If L hadn't known before, he knows now that Mello, little Mello, has changed. Has learned. Has grown.
But he's still a boy.
L had been seventeen, coiled to read Camus in the old armchair that attracted sunbeams, when Watari had ushered in another child who had scored off the charts, a small one, fragile, with sleek yellow hair and eyes that had seen fear so many times they'd exchanged it for anger instead.
L had watched, from a distance and with an abstract fascination, as Matt, the drifter, latched on and dug in and chiseled through the shell. He had watched Mello come alive.
Matt will be back—or will plead for Mello's return. This is a certainty. Neither is quite fulfilled without the other.
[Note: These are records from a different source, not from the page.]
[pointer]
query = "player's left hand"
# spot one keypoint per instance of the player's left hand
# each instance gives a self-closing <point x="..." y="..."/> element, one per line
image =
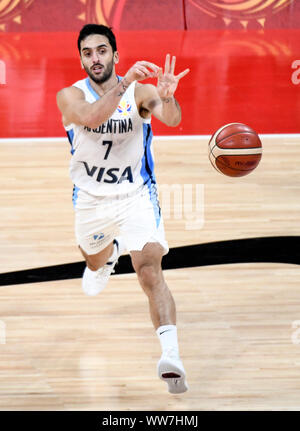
<point x="167" y="82"/>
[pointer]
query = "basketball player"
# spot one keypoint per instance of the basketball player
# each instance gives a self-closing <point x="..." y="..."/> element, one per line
<point x="107" y="119"/>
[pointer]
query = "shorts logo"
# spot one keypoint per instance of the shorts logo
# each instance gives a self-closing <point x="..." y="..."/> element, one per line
<point x="124" y="108"/>
<point x="98" y="237"/>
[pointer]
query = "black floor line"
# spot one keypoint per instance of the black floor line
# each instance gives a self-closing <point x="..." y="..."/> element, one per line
<point x="279" y="249"/>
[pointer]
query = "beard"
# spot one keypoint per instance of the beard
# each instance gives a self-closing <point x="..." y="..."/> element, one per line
<point x="106" y="73"/>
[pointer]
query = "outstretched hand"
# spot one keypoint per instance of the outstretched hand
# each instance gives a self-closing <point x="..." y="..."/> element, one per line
<point x="167" y="82"/>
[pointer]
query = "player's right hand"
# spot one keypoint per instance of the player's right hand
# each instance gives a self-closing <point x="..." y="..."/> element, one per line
<point x="141" y="70"/>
This is just Base in their game. This is a neutral place. This is solid ground for a tactical retreat.
Mello seems to expect an answer. L shrugs vaguely and sidles over to the fridge, which welcomes him with a hum and a cold breath and a familiar aura of fluorescent light tinged pink-pale and flickering.
There's a nervous smile in Mello's voice.
"You haven't said anything."
L watches the boy from behind the shelter of his bent shoulder. What is there to say?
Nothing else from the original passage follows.